In her 2016 disclosure, she listed 22 speeches for which she was paid $5.25 million.

That was in 2015 dollars, mind you. If we adjust those figures to account for inflation, she made the equivalent of $6.7 million in 2023 dollars. The most lucrative speech was one given to the National Association of Manufacturers (NAM).

This was already a big increase over the Republican nominee in 2012, former Massachusetts governor Mitt Romney. He reported four speeches that year, for which he made less than $260,000 in 2023 dollars.

Clinton’s 2016 speeches were also far more lucrative than what Joe Biden was pulling in right before he was elected president. In Biden’s 2020 disclosure, he listed four speeches for which he made a bit over a half-million dollars in total.

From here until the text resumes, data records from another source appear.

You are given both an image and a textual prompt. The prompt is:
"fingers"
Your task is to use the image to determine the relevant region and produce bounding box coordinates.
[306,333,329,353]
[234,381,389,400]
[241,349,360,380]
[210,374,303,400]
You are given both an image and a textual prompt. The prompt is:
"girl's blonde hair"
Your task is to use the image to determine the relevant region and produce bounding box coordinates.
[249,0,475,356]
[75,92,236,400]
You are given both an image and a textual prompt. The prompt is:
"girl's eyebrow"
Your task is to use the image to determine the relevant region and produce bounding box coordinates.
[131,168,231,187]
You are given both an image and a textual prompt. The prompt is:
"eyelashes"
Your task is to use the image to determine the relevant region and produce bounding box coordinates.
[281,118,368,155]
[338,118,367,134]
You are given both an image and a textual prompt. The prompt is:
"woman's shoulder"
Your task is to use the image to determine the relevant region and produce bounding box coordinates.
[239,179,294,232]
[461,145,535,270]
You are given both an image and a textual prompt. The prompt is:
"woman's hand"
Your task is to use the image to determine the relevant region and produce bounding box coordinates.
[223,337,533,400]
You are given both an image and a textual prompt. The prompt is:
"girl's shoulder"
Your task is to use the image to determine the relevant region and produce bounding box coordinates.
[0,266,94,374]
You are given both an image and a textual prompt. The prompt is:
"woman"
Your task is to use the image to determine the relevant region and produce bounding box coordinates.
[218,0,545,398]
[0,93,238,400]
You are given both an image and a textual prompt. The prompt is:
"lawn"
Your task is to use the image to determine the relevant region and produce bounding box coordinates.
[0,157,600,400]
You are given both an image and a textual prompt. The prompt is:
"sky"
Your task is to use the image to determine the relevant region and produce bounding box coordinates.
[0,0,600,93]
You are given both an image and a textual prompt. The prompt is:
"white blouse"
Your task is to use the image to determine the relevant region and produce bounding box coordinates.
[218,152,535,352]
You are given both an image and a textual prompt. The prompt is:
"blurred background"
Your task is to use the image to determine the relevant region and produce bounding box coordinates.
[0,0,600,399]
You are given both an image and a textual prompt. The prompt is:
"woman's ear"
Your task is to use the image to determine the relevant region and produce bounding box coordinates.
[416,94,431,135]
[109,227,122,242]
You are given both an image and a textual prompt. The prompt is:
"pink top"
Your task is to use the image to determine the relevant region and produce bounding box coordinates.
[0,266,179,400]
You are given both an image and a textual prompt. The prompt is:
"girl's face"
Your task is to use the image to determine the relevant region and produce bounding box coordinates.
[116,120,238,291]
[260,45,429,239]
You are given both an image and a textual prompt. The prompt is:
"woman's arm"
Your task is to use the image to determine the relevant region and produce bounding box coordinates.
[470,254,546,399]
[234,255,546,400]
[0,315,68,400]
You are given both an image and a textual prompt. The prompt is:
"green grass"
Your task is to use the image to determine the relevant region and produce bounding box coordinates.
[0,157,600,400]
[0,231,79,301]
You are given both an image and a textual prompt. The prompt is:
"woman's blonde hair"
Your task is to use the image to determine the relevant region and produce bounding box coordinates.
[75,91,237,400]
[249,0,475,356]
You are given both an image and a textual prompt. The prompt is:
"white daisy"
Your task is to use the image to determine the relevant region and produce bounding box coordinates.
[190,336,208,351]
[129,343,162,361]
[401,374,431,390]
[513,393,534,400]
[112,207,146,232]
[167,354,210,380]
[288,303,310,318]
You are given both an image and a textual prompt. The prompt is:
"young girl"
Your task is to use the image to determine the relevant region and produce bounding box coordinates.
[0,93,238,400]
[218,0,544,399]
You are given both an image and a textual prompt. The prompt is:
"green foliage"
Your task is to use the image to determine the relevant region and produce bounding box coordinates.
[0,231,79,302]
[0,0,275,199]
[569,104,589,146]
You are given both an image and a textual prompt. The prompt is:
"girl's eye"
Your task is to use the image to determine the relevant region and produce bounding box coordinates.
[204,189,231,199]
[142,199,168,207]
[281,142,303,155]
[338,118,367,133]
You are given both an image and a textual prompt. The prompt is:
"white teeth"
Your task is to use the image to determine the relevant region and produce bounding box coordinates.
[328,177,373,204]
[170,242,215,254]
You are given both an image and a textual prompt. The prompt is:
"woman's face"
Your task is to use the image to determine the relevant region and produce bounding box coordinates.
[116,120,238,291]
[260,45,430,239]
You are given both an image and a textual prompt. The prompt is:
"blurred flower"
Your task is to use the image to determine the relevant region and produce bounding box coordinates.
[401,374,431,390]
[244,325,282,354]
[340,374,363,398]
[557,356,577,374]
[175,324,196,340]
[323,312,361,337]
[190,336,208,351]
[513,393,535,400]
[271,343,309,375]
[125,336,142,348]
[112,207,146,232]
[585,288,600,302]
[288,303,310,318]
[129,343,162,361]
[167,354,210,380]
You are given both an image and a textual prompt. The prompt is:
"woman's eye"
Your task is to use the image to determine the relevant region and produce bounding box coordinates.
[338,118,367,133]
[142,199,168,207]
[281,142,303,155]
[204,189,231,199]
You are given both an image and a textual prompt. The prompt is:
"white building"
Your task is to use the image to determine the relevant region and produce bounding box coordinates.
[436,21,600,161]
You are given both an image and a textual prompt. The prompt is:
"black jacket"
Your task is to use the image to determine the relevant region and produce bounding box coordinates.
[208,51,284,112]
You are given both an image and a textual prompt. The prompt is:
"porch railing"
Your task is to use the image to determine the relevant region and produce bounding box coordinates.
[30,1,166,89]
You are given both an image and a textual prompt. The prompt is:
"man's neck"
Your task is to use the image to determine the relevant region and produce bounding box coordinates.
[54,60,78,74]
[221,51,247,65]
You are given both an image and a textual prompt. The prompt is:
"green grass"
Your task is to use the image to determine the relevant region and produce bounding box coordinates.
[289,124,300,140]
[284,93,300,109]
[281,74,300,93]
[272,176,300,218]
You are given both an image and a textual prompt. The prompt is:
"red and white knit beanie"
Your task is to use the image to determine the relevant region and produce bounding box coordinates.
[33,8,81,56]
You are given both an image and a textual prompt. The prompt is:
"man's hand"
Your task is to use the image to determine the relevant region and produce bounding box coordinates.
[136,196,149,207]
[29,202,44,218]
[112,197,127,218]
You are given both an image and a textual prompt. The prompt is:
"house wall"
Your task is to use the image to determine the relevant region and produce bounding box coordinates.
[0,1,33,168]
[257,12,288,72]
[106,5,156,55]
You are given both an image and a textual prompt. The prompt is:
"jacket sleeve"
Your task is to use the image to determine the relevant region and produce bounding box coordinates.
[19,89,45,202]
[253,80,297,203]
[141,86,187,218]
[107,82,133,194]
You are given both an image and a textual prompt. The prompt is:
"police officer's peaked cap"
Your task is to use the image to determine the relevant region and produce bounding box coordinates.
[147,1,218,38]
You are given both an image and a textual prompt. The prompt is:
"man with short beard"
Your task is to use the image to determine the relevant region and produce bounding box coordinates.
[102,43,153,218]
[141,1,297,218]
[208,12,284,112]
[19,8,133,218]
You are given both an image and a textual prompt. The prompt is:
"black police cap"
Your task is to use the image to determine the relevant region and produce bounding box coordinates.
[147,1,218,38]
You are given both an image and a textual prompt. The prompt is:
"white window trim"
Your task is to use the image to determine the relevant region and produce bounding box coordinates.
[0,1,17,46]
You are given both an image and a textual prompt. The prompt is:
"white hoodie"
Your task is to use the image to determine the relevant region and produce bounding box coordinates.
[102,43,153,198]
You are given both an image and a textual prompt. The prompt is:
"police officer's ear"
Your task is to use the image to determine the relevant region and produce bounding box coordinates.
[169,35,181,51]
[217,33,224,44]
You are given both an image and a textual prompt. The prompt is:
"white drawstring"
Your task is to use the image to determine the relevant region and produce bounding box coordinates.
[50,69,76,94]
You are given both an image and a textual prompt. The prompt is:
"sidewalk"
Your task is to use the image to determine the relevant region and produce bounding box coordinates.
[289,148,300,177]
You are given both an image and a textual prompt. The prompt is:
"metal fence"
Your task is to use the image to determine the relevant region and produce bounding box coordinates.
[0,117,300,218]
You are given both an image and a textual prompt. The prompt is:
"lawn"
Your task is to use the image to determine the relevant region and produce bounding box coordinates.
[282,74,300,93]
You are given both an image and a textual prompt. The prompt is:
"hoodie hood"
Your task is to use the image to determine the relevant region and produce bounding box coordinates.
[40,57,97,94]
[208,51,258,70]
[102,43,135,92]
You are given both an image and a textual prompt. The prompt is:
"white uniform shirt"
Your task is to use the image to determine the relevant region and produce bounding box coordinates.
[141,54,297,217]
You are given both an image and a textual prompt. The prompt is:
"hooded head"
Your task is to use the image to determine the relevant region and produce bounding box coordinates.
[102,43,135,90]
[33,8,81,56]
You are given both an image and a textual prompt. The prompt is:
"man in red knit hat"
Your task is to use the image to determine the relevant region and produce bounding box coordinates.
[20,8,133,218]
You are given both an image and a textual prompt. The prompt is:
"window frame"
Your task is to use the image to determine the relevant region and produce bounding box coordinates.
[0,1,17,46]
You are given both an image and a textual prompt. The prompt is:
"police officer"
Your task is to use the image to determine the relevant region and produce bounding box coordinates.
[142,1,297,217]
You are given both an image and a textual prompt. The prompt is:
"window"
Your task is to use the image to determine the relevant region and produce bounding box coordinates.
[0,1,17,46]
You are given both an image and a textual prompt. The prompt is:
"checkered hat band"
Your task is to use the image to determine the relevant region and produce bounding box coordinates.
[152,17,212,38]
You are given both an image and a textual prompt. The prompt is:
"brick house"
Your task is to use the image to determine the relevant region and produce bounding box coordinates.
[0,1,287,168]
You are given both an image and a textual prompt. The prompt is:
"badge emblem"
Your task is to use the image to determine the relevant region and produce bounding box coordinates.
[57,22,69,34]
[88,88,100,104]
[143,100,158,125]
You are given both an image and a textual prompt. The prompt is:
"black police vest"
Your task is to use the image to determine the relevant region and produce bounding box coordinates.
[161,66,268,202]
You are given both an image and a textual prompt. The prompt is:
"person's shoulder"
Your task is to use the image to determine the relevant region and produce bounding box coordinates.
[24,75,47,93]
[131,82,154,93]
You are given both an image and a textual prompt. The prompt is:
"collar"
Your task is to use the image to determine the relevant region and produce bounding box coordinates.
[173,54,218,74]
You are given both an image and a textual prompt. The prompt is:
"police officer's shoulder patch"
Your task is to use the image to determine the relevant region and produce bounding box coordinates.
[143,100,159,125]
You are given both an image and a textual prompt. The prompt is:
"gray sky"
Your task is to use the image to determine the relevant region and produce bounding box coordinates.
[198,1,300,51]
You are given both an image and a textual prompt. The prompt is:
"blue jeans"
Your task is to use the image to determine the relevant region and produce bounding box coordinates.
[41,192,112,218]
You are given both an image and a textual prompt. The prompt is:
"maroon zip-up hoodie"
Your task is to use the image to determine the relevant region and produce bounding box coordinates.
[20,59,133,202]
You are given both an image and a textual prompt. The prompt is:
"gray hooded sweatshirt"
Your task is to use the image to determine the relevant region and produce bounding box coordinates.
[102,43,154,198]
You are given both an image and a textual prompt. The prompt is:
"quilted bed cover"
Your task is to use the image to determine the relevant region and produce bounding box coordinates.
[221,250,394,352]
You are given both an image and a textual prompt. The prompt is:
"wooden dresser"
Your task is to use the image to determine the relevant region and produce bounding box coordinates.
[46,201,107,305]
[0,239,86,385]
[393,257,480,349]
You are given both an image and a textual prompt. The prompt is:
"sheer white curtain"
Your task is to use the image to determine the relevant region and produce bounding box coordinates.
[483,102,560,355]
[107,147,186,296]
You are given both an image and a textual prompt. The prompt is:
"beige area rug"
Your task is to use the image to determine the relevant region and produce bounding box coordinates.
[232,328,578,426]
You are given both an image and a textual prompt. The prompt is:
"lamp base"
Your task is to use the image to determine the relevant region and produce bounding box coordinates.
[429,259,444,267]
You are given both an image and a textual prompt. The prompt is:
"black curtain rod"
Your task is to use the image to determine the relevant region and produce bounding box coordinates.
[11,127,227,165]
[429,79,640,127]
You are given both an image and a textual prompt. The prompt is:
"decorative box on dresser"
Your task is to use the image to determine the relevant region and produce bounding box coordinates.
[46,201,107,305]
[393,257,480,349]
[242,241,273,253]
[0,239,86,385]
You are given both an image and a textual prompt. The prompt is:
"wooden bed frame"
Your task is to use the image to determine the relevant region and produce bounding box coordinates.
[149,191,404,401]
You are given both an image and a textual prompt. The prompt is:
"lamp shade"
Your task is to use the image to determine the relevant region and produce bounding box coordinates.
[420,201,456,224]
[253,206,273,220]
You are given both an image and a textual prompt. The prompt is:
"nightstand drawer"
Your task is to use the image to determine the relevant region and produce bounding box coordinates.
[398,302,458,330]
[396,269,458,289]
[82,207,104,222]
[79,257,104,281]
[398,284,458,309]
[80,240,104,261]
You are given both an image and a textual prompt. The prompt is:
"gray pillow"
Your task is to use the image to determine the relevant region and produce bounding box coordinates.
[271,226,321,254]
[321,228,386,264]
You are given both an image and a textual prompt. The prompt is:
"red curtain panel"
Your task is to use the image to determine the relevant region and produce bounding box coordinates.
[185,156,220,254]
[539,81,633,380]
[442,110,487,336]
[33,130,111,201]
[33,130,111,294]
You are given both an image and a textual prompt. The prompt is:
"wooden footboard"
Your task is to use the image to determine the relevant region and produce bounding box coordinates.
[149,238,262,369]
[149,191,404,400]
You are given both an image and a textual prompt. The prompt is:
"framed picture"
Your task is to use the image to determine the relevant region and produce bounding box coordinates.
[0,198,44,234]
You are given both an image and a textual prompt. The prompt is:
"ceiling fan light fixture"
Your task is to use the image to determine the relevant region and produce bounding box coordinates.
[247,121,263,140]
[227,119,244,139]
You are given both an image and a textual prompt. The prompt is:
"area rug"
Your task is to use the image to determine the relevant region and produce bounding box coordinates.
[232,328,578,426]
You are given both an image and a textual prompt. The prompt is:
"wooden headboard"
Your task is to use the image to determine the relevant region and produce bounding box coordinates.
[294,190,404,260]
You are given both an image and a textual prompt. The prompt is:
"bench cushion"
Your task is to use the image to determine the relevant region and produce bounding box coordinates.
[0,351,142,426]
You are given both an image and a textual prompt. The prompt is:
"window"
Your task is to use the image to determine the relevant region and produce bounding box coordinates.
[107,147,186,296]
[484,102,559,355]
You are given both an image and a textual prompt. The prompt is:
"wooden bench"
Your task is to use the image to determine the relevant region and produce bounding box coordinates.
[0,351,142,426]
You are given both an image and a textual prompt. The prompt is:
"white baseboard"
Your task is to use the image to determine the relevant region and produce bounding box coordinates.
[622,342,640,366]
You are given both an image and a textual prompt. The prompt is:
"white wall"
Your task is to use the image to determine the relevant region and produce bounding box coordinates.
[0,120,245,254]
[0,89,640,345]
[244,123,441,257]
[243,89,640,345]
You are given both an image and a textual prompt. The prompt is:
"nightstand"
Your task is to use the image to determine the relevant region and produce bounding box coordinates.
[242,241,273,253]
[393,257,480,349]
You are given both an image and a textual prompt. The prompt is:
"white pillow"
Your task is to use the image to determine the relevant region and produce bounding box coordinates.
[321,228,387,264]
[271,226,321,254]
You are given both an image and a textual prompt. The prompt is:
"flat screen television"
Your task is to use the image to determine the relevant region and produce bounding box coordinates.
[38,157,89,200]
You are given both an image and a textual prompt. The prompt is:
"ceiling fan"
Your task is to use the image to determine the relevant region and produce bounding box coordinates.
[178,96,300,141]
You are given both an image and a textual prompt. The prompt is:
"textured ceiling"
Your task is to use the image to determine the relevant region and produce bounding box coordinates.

He also listed three speeches from his wife, Jill, bringing the family total to about $660,000 in 2023 dollars.

Hillary Clinton’s speeches listed above were by no means her only ones. She and Bill Clinton made tens of millions of dollars in speaking fees after she’d left the Obama administration. But they did so in a number of relatively small chunks.

Trump, of course, came into politics as a celebrity. So while he didn’t have many speeches listed on his 2016 disclosure, he did have one, for the multilevel marketing firm ACN, that made him $450,000 — or nearly $600,000 in 2023 dollars. That easily exceeded Clinton’s most lucrative speech in the same period.

Upon leaving office, though, Trump learned just how much money there was to be made. In his disclosure made public this week, he listed 11 speeches that made him more than his ACN speech. That includes three speaking engagements of $1 million or more: commentating on a boxing match in Florida, speaking to the firm Cardone Enterprises and addressing the Universal Peace Federation World Summit. He also reported more than $1 million from his speaking tour with former Fox News host Bill O’Reilly.

Adjusted for 2023 dollars, 11 of Trump’s 14 reported speeches were more lucrative than Clinton’s highest-paid speech reported in 2016. He made nearly twice as much in 2023 dollars as Clinton reported that year.

And that was just Trump. His wife Melania also gave several speeches that made her more than $1 million cumulatively.

For both Donald and Melania Trump, a lot of the speeches were close to home. Five of the speeches, netting the couple nearly $2 million, were listed as having taken place in Palm Beach, Fla., (where Mar-a-Lago is located) or Bedminster, N.J., (site of the club where the Trumps spend the summer).

The Trumps’ speeches were also often to groups within their broader political universe. Were someone to ask the question Trump posed about Clinton in 2016 about his own speeches, there’s a clear answer. Who would want to hear Trump speak and pay him hundreds of thousands of dollars? His political supporters and, it seems safe to assume, some who’d like to build a robust relationship with a guy who once again is running for the presidency.

In December, after he’d announced his 2024 presidential candidacy, Trump made $900,000 from WHIP Fundraising, a group that hired the Trumps for nearly $2.3 million to speak at events, according to the new disclosure. There are unlikely to be complaints from Trumpworld about the optics of such a deal.